How Much Should We Invest in Cybersecurity?

Usually, investment is based on the value of the business and the assets. Today, IoT adoption is creating a definite shift because the IoT provides threat actors with millions of devices — with no substantial revenue/cost impact — that they can use to launch an attack. Therefore, when we introduce a device into our network architecture, we must protect it and protect ourselves from it during the entire life cycle. This is something we should highly consider while building a secure ecosystem.

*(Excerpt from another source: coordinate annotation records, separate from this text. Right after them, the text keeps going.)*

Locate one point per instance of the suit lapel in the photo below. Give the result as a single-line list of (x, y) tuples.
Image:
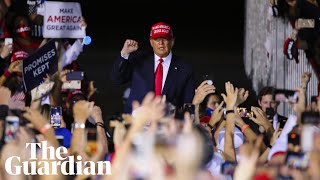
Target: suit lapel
[(149, 76), (172, 73)]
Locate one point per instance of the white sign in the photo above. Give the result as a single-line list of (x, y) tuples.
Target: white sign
[(62, 20)]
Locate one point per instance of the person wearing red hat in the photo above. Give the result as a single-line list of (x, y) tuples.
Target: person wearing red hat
[(160, 71)]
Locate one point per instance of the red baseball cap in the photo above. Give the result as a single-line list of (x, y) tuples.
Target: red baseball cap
[(161, 29)]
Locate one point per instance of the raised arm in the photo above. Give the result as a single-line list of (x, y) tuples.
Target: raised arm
[(123, 66)]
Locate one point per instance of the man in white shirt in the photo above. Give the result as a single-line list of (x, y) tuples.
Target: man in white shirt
[(160, 71)]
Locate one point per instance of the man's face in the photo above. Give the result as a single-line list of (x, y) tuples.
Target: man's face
[(268, 102), (161, 46)]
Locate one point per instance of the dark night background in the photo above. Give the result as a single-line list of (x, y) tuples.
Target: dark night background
[(209, 34)]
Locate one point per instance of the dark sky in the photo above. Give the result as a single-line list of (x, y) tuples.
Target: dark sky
[(208, 34)]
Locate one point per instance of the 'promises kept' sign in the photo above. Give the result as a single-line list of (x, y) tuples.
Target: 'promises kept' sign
[(36, 66)]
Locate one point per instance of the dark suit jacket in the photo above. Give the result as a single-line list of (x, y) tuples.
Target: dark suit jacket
[(139, 71)]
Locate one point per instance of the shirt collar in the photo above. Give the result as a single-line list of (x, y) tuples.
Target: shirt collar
[(165, 59)]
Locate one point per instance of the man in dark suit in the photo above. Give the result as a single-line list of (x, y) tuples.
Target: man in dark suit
[(160, 71)]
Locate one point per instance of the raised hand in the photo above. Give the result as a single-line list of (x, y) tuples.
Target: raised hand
[(82, 110), (151, 109), (305, 78), (216, 115), (96, 114), (129, 46), (231, 98), (202, 91), (242, 96)]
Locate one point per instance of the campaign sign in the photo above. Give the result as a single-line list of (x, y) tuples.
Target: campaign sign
[(62, 20), (36, 66)]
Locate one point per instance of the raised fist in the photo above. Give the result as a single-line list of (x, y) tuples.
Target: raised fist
[(129, 46)]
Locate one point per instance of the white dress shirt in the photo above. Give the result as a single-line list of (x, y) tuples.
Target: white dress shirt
[(165, 65)]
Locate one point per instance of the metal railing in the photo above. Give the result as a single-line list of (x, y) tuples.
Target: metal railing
[(264, 60)]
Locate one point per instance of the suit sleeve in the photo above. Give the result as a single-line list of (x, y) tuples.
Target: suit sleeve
[(121, 71), (189, 87)]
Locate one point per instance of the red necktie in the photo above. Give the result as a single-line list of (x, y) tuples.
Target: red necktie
[(158, 78)]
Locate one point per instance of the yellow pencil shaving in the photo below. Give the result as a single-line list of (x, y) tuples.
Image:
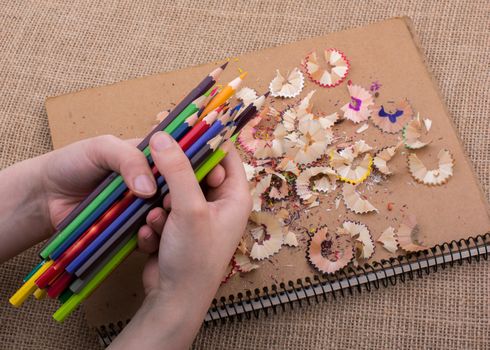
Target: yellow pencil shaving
[(40, 294), (28, 287)]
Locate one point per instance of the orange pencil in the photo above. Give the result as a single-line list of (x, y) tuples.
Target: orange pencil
[(224, 95)]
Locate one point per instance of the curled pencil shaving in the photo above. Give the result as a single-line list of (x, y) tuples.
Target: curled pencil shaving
[(311, 144), (258, 191), (267, 235), (265, 142), (363, 243), (318, 179), (243, 263), (413, 132), (328, 252), (247, 95), (391, 117), (389, 240), (251, 171), (359, 107), (382, 157), (354, 201), (294, 114), (290, 239), (433, 177), (287, 87), (349, 165), (407, 233), (287, 164), (279, 188), (332, 73)]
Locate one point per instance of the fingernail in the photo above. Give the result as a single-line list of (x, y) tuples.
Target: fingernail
[(143, 184), (161, 141)]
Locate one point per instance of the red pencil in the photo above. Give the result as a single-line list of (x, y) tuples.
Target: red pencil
[(199, 129), (85, 239)]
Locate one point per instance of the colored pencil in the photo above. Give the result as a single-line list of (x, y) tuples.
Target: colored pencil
[(223, 95), (198, 129), (185, 127), (28, 287), (74, 301), (139, 217), (214, 130), (114, 179), (101, 261)]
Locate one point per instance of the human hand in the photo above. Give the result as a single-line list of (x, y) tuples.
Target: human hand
[(198, 238), (43, 190)]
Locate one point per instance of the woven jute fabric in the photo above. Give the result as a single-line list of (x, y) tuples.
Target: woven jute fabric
[(49, 48)]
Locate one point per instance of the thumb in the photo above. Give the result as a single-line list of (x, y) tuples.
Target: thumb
[(111, 153), (175, 167)]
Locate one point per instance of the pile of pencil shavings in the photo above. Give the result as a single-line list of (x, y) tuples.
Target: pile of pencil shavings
[(297, 157)]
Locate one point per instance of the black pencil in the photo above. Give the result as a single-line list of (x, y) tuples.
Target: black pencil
[(199, 90)]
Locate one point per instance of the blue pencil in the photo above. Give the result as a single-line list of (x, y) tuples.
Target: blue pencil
[(108, 232), (88, 222)]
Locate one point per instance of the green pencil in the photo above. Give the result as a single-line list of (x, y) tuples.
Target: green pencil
[(63, 235), (72, 303)]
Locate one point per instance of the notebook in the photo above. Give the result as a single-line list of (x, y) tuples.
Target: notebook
[(454, 218)]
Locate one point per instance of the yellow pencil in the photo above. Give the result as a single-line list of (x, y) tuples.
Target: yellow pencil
[(223, 95), (28, 287), (40, 294)]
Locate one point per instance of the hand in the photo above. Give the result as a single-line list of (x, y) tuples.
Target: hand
[(198, 239), (43, 190)]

The cybersecurity has an intrinsic value, but we should all work toward keeping a safe environment and improving security awareness, and we cannot assume that someone else will take care of it.

What Happens When You Are Breached?

Beyond the fines and penalties, the loss of customer trust is arguably the greatest damage that will result from a cyberattack. Customers do not really care about the money enterprises spend on security; all they care about is the fact that a company lost their data. The scariest thing is that today’s cybercriminals are real, advanced and persistent, so once they gain a foothold, they have access to your infrastructure and they will take every possible step to ensure they will continue to have access. Therefore, if you stop an attack, do not assume you are in the clear. You should always assume that attackers are inside your network, even if you have not yet discovered what they are after.